找到你要的答案

Q:Copy a struct with a string member in C

Q:复制结构与C字符串的成员

I have a simple struct containing a string defined as a char array. I thought that copying an instance of the struct to another instance using the assignment operator would simply copy the memory address stored in the char pointer. Instead it seems that the string content is copied. I put together a very simple example:

#include <stdio.h>
#include <string.h>

struct Test{
  char str[20];
};

int main(){

  struct Test t1, t2;
  strcpy(t1.str, "Hello");
  strcpy(t2.str, "world");
  printf("t1: %s %p\n", t1.str, (char*)(t1.str));
  printf("t2: %s %p\n", t2.str, (char*)(t2.str));
  t2 = t1;
  printf("t2: %s %p\n", t2.str, (char*)(t2.str));
  return 0;
}

Compiling this code with gcc 4.9.2 I get:

t1: Hello 0x7fffb8fc9df0
t2: world 0x7fffb8fc9dd0
t2: Hello 0x7fffb8fc9dd0

As I understand, after t2 = t1 t2.str points to the same memory address it pointed before the assignment, but now inside that address there is the same string found inside t1.str. So it seems to me that the string content has been automatically copied from one memory location to another, something that I thought C would not do. I think that this behaviour is triggered by the fact that I declared str as a char[], not as a char*. Indeed, trying to assign directly one string to another with t2.str = t1.str gives this error:

Test.c: In function ‘main’:
Test.c:17:10: error: assignment to expression with array type
   t2.str = t1.str;
      ^

which makes me think that arrays are effectively treated differently than pointers in some cases. Still I can't figure out which are the rules for array assignment, or in other words why arrays inside a struct are copied when I copy one struct into another one but I can't directly copy one array into another one.

我有一个简单的结构包含一个定义为一个字符数组的字符串。我认为复制结构实例的另一个实例使用赋值运算符将副本存储在char指针的内存地址。相反,似乎字符串内容被复制。我把一个非常简单的例子:

#include <stdio.h>
#include <string.h>

struct Test{
  char str[20];
};

int main(){

  struct Test t1, t2;
  strcpy(t1.str, "Hello");
  strcpy(t2.str, "world");
  printf("t1: %s %p\n", t1.str, (char*)(t1.str));
  printf("t2: %s %p\n", t2.str, (char*)(t2.str));
  t2 = t1;
  printf("t2: %s %p\n", t2.str, (char*)(t2.str));
  return 0;
}

编写此代码GCC 4.9.2我得到:

t1: Hello 0x7fffb8fc9df0
t2: world 0x7fffb8fc9dd0
t2: Hello 0x7fffb8fc9dd0

按我的理解,在T2 = T1 t2.str指向相同的内存地址指出之前的分配,但现在里面的地址有相同的字符串里面t1.str。所以在我看来,字符串的内容已经自动复制从一个内存位置到另一个,一件我认为C不会做。我认为这种行为是事实,我宣布STR作为字符[ ]触发,而不是作为一个char *。事实上,试图将一个字符串,直接到另一个t2.str = t1.str给这个错误:

Test.c: In function ‘main’:
Test.c:17:10: error: assignment to expression with array type
   t2.str = t1.str;
      ^

这使我认为数组在某些情况下与指针的处理方式不同。我仍然不明白这是数组赋值规则,或者换句话说,为什么在结构数组复制当我复制一个struct变成另一个我不能直接复制到另一个数组。

answer1: 回答1:

The structure contains no pointer, but 20 chars. After t2 = t1, the 20 chars of t1 are copied into t2.
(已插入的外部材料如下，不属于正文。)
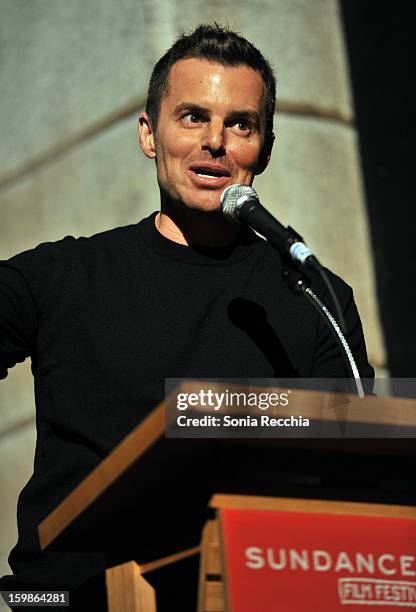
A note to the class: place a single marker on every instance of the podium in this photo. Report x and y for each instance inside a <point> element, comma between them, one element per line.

The structure contains no pointer, but 20 chars. After t2 = t1, the 20 chars of t1 are copied into t2.

answer2: 回答2:

There are really 20 characters in your case, it same as if you declare the struct as struct Test {char c1, char c2, ...}

If you want to copy only pointer to the string, you can change the struct declaration as below and manually manage the memory for the string via functions Test_init and Test_delete.

struct Test{
  char* str;
};

void Test_init(struct Test* test, size_t len) {
  test->str = malloc(len);
}

void Test_delete(struct Test* test) {
  free(test->str);
}

真的有你的20个字,就如你一样的声明结构为struct { char字符测试C1,C2,…}

如果你想复制的字符串指针,你可以改变结构声明如下,手动管理内存的功能,通过test_init test_delete字符串。

struct Test{
  char* str;
};

void Test_init(struct Test* test, size_t len) {
  test->str = malloc(len);
}

void Test_delete(struct Test* test) {
  free(test->str);
}
answer3: 回答3:

If you run the following simple program

#include <stdio.h>

int main( void )
{
    {
        struct Test
        {
            char str[20];
        };
        printf( "%zu\n", sizeof( Test ) );
    }

    {
        struct Test
        {
            char *str;
        };
        printf( "%zu\n", sizeof( Test ) );
    }
    return 0;
}

you will get a result similar to the following

20
4

So the first structure contains a character array of 20 elements while the second structure contains only a pointer of type char *.

When one structure is assigned to another structure its data members are copied. So for the first structure all content of the array is copied in another structure. For the second structure only the value of the pointer (the address it contains) is copied. The memory pointed to by the pointer is not copied because it is not contained in the structure itself.

And arrays are not pointers though usually names of arrays in expressions (with rare exceptions) are converted to pointers to their first elements.

如果你运行下面的简单程序

#include <stdio.h>

int main( void )
{
    {
        struct Test
        {
            char str[20];
        };
        printf( "%zu\n", sizeof( Test ) );
    }

    {
        struct Test
        {
            char *str;
        };
        printf( "%zu\n", sizeof( Test ) );
    }
    return 0;
}

你会得到类似的结果如下

20
4

所以第一个结构包含20个元素的字符数组,而第二个结构只包含一个指针类型。

当一个结构被分配给另一个结构时,它的数据成员被复制。因此,对于第一个结构,数组的所有内容都在另一个结构中复制。对于第二个结构,只复制指针(它包含的地址)的值。指针所指向的内存不被复制,因为它不包含在结构本身中。

数组不是指针,但通常表达式中数组的名称(很少有例外)被转换为指向它们第一个元素的指针。

answer4: 回答4:

In C a struct is a way for the compiler to know how to structure an area of memory. A struct is a kind of template or stencil which the C compiler uses to figure out how to calculate offsets to the various members of the struct.

The first C compilers did not allow struct assignment so people had to use a memcpy() function to assign structs however later compilers did. A C compiler will do a struct assignment by copying the number of bytes of the struct area of memory, including padding bytes that may be added for address alighnment from one address to another. Whatever happens to be in the source memory area is copied to the destination area. There is nothing smart done about the copy. It is just copy so many bytes of data from one memory location to another.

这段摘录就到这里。